In recent months, demand for a special technology has increased: solar systems. Due to rising energy prices and the Ukraine conflict, many homeowners are considering purchasing such a system. After all, those who generate their own electricity requirements on the roof will not be so affected by price fluctuations in the future.

However, today’s widespread photovoltaic systems made of silicon have some weaknesses. The maximum efficiency has now been reached at around 25 percent. In addition, the material is not that stable in the long term. Further losses in performance must therefore be expected over decades. However, the material perovskite could remedy this situation in the foreseeable future.

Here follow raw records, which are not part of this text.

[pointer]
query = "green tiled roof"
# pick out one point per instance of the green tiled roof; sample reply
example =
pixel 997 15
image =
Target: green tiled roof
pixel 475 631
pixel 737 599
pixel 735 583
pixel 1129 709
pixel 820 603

Perovskite solar cells score with flexibility

Perovskite solar cells have a number of advantages. The purchase costs are lower, at the same time the material is light and flexible. In everyday life, for example, windows or other surfaces could be coated with the cells and thus contribute to the power supply.

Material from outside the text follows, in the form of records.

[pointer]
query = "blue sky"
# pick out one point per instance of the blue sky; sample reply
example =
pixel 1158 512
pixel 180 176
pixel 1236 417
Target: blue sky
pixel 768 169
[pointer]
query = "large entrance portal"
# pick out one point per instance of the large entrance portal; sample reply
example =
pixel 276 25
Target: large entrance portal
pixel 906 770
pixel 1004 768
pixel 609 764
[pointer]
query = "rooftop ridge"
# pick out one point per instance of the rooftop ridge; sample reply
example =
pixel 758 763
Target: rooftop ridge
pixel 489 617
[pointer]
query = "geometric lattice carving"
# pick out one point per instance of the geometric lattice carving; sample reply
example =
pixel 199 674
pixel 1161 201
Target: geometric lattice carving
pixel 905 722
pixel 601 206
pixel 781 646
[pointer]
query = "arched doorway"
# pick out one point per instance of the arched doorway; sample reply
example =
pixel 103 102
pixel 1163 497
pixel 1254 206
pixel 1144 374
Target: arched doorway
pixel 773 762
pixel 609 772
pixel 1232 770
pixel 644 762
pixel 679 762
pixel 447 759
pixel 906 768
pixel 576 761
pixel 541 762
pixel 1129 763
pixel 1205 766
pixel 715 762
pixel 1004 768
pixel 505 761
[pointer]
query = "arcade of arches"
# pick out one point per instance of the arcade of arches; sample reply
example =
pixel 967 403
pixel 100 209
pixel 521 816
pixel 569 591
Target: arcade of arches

The technology does have one disadvantage, however. In terms of efficiency, it cannot yet compete with a silicon cell. But researchers have now made a breakthrough. Thanks to the addition of the metal ferrocene, an efficiency of 25 percent has already been achieved. This is at least comparable to today’s common solar systems.

Ferrocene layer makes perovskite cells efficient and stable

The ferrocene is used in the cell in an intermediate layer. In everyday life, the sun shines on the perovskite layer. This then transmits the energy to an electrode in the underlying layer for conversion. However, since this transport takes place very slowly and inefficiently, the efficiency remains low.

However, adding ferrocene accelerates this transition. Less energy is “lost” to the environment. Durability also benefits from the new approach.

After more than 1,500 hours, 98 percent of the efficiency could still be accessed. Even under conditions with an ambient temperature of 85 degrees Celsius and 85 percent humidity, the material can still generate electricity stably. So maybe solar technology will soon become even more affordable.